The Burnt Ones is a collection of eleven short stories by Australian writer Patrick White, first published by Eyre and Spottiswoode in 1964. Penguin Books published it in 1968 with reprints in 1972 and 1974. Each story in the collection, whose title refers to people burnt by society, has a reference to burning actually and in metaphor.

Seven of the stories are set in Australia and four are set in Greece or concern Greek migrants. The suburb of Sarsaparilla, the setting for several stories, is like Our Town of Thornton Wilder, but with White's "beadily disapproving gaze".[1]

In White's first collection of a series of three, The Burnt Ones are haunted by feelings of isolation, intense self-examination, and an acute awareness of how they are different from others. The stories follow the theme of loneliness as do the second collection titled The Cockatoos, and Three Uneasy Pieces, his third and last collection.[2]

Title[]

The title comes from the Greek turn of phrase meaning, "the poor unfortunates" (οι καυμενοι [hoi kaumenoi]), the burnt ones.[3] White plays on the literal meaning of the title by introducing the motif of burning in most of the stories through sun burn, fire, war, anger, burn-out or hurt to characterise his "elect", those burnt by society and by existence.[4]

The book is dedicated to the late author and historian Geoffrey Dutton and his wife, Nin. The fourth story, "Clay" is also for fellow Australians, satirist Barry Humphries and actress Zoe Caldwell (p 114).

Contents[]

  1. Dead Roses
  2. Willy-Wagtails by Moonlight
  3. A Glass of Tea
  4. Clay
  5. The Evening at Sissy Kamara's
  6. A Cheery Soul
  7. Being Kind to Titina
  8. Miss Slattery and her Demon Lover
  9. The Letters
  10. The Woman who wasn't Allowed to Keep Cats
  11. Down at the Dump

Plot summaries[]

Dead Roses[]

Anthea Scudamore, a girl who's very close to her mother and influenced by her tastes, is growing up with few social skills. After staying with friends on an island for the summer, she returns home feeling somehow changed. She marries her father's old friend, Hessell Mortlock – moving away to live in his family home where he subtly morphs from a confident businessman, revealing his stingy, mean-spirited ways and that he was married several times before. Like the heat-blasted roses that stand throughout the house, domestic life with Mortlock petrifies. Eventually Anthea leaves him, returning home on the death of her father. By chance her husband dies in a car accident before changing his will against her and on her inheritance she travels the world, never quite finding what she is looking for.

Willy-Wagtails by Moonlight[]

"Wagtails" is the visit by Jum and Eileen Wheeler to their bird-watching friends Arch and Nora Mackenzie.

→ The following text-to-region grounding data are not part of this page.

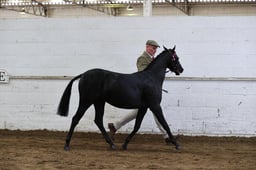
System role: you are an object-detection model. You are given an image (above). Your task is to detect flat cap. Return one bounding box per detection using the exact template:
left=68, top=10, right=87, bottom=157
left=146, top=40, right=160, bottom=47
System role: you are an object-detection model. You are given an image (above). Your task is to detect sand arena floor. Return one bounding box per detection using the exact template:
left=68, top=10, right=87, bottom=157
left=0, top=130, right=256, bottom=170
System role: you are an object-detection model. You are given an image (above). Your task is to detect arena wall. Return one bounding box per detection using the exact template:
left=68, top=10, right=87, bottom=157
left=0, top=16, right=256, bottom=136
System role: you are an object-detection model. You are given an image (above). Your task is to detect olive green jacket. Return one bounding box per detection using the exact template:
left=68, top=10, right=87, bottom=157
left=137, top=51, right=153, bottom=71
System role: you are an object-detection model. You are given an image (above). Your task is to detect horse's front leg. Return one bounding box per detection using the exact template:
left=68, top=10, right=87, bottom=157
left=122, top=108, right=147, bottom=150
left=150, top=105, right=181, bottom=150
left=94, top=101, right=116, bottom=150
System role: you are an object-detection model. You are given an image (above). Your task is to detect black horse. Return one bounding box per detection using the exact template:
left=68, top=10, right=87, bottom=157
left=57, top=47, right=183, bottom=150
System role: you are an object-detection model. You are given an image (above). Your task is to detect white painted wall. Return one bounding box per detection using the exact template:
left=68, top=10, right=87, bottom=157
left=0, top=17, right=256, bottom=136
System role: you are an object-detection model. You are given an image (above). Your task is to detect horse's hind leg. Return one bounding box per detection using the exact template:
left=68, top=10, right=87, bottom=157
left=94, top=101, right=116, bottom=150
left=122, top=108, right=147, bottom=150
left=150, top=106, right=180, bottom=150
left=64, top=102, right=91, bottom=150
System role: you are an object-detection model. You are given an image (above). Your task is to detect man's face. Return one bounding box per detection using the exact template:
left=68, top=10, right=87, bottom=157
left=146, top=45, right=157, bottom=57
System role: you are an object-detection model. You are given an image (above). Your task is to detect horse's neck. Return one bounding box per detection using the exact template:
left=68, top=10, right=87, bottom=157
left=148, top=56, right=167, bottom=82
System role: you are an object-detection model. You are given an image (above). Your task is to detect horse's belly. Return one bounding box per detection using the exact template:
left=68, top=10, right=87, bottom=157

Preparing to be bored, they meet Arch's secretary Mildred Cullen, as she leaves by taxi, which they consider a luxury. The after-dinner entertainment for the evening is the bird-watching couple's latest recordings of lyre birds and bell birds. When the tape fails the hostess hurriedly replaces it with one of willy wagtails while she attends to other things. Jum and Eileen are left alone in the lounge room with the recording which starts with the birds, but includes the unwitting sounds of lovemaking in the bush until they hear the voices of the host and his secretary, making them uncomfortable witnesses to a secret affair. When Nora returns to the room for the last bird calls, they realise it was she who made the recording though she doesn't say so outright. Nora carries on as if nothing has happened while insisting Arch listens to the whole tape with her, another time.

A Glass of Tea[]

Caught up in storytelling in a mouldering summer house, the middle-aged Greek, Malliakas visits an old friend's contact and octogenarian, Philippides in Cologny, in Geneva, Switzerland. Over tea, he hears the Greek-centred love story of Yanko and his jealous Constantia, of prophecy and Russian glassware, precious for a reason. A vague, oblique story, it keeps him wrapt while they wait for the wife to return.

Clay[]

Clay Skerritt is a sensitive boy living with his widowed mother who on a whim, named him after pottery. The kids bash him up because of his unusual name and because he is "different". His unimaginative mother fearing his unconventional nature, has his head shorn to emphasise his maleness, causing the kids to bash him for that as well. Growing up, he meets Marj with the voice as flat "as the colour of masonite" ( p122) who like his mother, also lacks understanding – except that later, she has intuited the need to erase links with his mother. After his mother dies they marry stalely, while slowly Clay begins to change for the worse, shocking in his eccentricity.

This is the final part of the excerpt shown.